At the same time, control logic 202 may selectively invoke copy services 212 to perform (408) the copy. In one example embodiment, copy services 212 copies at least a portion of a TCP/IP packet from one location in system memory 110 to another.
Next, copy agent 108 may notify (410) of actual copy completion. In one embodiment, complete services 214 communicates to each of processor(s) 102 that the copy has actually completed.
Next, control agent 104 may clear (412) tables associated with the copy. In one embodiment, table services 310 clears the associated entry from the pending copy table, thereby allowing any instruction that was blocked by stall services 314 as a result of the pending copy to be executed.
In the description above, for the purposes of explanation, numerous specific details are set forth in order to provide a thorough understanding of the present invention. It will be apparent, however, to one skilled in the art that the present invention may be practiced without some of these specific details. In other instances, well-known structures and devices are shown in block diagram form.
Embodiments of the present invention may be used in a variety of applications. Although the present invention is not limited in this respect, the invention disclosed herein may be used in microcontrollers, general-purpose microprocessors, Digital Signal Processors (DSPs), Reduced Instruction-Set Computing (RISC), Complex Instruction-Set Computing (CISC), among other electronic components. However, it should be understood that the scope of the present invention is not limited to these examples.
The present invention includes various operations. The operations of the present invention may be performed by hardware components, or may be embodied in machine-executable content (e.g., instructions), which may be used to cause a general-purpose or special-purpose processor or logic circuits programmed with the instructions to perform the operations. Alternatively, the operations may be performed by a combination of hardware and software. Moreover, although the invention has been described in the context of a computing appliance, those skilled in the art will appreciate that such functionality may well be embodied in any of number of alternate embodiments such as, for example, integrated within a communication appliance (e.g., a cellular telephone).

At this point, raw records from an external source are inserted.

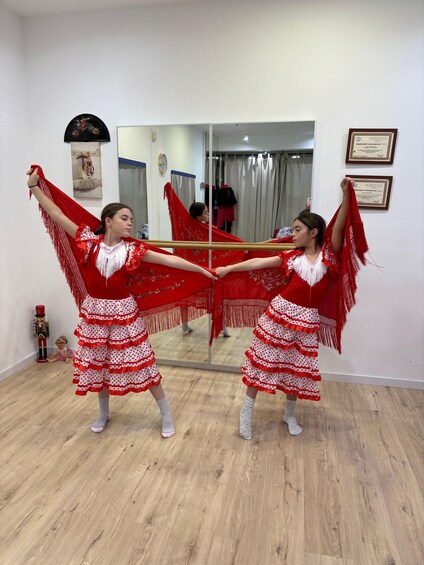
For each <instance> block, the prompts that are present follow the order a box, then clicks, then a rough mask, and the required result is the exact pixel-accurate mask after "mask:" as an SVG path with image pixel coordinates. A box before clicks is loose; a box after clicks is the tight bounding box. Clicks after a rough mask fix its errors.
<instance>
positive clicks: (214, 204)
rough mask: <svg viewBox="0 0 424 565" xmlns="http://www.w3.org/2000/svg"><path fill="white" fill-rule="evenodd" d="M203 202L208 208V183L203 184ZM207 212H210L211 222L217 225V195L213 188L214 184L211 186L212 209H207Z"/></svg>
mask: <svg viewBox="0 0 424 565" xmlns="http://www.w3.org/2000/svg"><path fill="white" fill-rule="evenodd" d="M204 186H205V204H206V206H208V208H209V188H210V187H209V185H208V184H205V185H204ZM209 214H211V216H212V224H213V225H214V226H216V225H218V224H217V223H216V220H217V216H218V196H217V190H216V188H215V186H214V185H213V186H212V210H209Z"/></svg>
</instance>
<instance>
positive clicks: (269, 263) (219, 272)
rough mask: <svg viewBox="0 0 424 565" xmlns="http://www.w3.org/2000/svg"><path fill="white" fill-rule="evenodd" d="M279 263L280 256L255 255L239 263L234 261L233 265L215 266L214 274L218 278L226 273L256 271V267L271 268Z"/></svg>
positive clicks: (220, 278)
mask: <svg viewBox="0 0 424 565" xmlns="http://www.w3.org/2000/svg"><path fill="white" fill-rule="evenodd" d="M280 265H281V257H280V256H279V255H274V256H273V257H257V258H255V259H248V260H247V261H242V262H241V263H234V265H227V266H226V267H217V268H216V269H215V271H216V274H217V275H218V276H219V278H220V279H222V277H225V275H228V273H235V272H240V271H257V270H258V269H271V268H273V267H279V266H280Z"/></svg>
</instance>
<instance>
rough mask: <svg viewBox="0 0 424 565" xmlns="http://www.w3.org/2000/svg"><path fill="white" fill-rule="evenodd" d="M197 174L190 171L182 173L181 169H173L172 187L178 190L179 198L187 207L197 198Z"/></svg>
mask: <svg viewBox="0 0 424 565" xmlns="http://www.w3.org/2000/svg"><path fill="white" fill-rule="evenodd" d="M195 181H196V175H191V174H189V173H182V172H181V171H171V184H172V188H173V189H174V191H175V192H176V194H177V196H178V198H179V199H180V200H181V202H182V203H183V204H184V206H185V207H186V208H187V210H188V209H189V208H190V205H191V204H193V202H194V201H195V200H196V198H195V191H196V186H195Z"/></svg>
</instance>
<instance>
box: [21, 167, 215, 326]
mask: <svg viewBox="0 0 424 565" xmlns="http://www.w3.org/2000/svg"><path fill="white" fill-rule="evenodd" d="M31 167H32V168H35V167H38V174H39V176H40V181H39V186H40V188H41V190H42V191H43V192H44V193H45V194H46V195H47V196H48V197H49V198H50V199H51V200H53V202H54V203H55V204H56V205H57V206H58V207H59V208H60V209H61V210H62V211H63V212H64V214H65V215H66V216H67V217H68V218H69V219H70V220H71V221H72V222H74V223H75V224H76V225H81V224H86V225H87V226H88V227H89V228H90V229H91V230H93V231H95V230H96V229H98V228H99V227H100V220H99V219H98V218H96V217H95V216H93V215H92V214H90V212H88V211H87V210H85V209H84V208H83V207H82V206H80V205H79V204H78V203H77V202H75V200H73V199H72V198H70V197H69V196H67V195H66V194H64V193H63V192H62V191H61V190H59V189H58V188H57V187H56V186H54V185H53V184H52V183H51V182H50V181H48V180H47V179H46V178H45V176H44V173H43V170H42V169H41V167H40V166H39V165H32V166H31ZM39 208H40V211H41V215H42V218H43V221H44V224H45V226H46V229H47V232H48V233H49V235H50V237H51V239H52V242H53V246H54V248H55V251H56V254H57V257H58V259H59V263H60V266H61V268H62V270H63V272H64V274H65V277H66V280H67V282H68V284H69V287H70V289H71V292H72V295H73V297H74V299H75V302H76V304H77V306H78V308H80V307H81V304H82V302H83V300H84V298H85V297H86V296H87V288H86V285H85V282H84V269H83V268H82V267H81V265H80V263H79V261H78V260H77V257H79V251H78V248H77V245H76V243H75V240H74V239H73V238H72V237H70V236H68V235H67V233H66V232H65V231H64V230H63V229H62V228H61V227H60V226H59V225H58V224H57V223H56V222H54V221H53V220H52V219H51V218H50V217H49V216H48V214H46V212H45V211H44V210H43V208H42V207H41V206H40V207H39ZM126 240H130V241H131V240H132V239H131V238H126ZM132 241H136V240H132ZM137 241H138V240H137ZM143 244H144V245H145V246H146V247H148V248H149V249H151V250H152V251H156V252H158V253H165V254H168V252H167V251H163V250H162V249H159V248H156V247H154V246H152V245H149V244H148V243H146V242H144V241H143ZM129 284H130V286H131V293H132V295H133V296H134V298H135V300H136V301H137V304H138V307H139V308H140V311H141V313H142V315H143V319H144V321H145V323H146V326H147V328H148V331H149V332H151V333H153V332H157V331H161V330H165V329H170V328H173V327H175V326H177V325H179V324H180V323H181V311H180V308H181V307H186V308H188V309H189V313H190V318H193V317H196V316H201V315H203V314H205V313H207V312H210V311H211V299H212V287H213V281H212V280H211V279H208V278H207V277H205V276H204V275H202V274H200V273H194V272H189V271H184V270H181V269H173V268H169V267H165V266H163V265H156V264H154V263H147V262H142V263H141V265H140V267H139V269H138V270H137V272H136V273H135V275H133V276H132V277H131V279H130V281H129Z"/></svg>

Many of the methods are described in their most basic form but operations can be added to or deleted from any of the methods and information can be added or subtracted from any of the described messages without departing from the basic scope of the present invention. Any number of variations of the inventive concept is anticipated within the scope and spirit of the present invention. In this regard, the particular illustrated example embodiments are not provided to limit the invention but merely to illustrate it. Thus, the scope of the present invention is not to be determined by the specific examples provided above but only by the plain language of the following claims.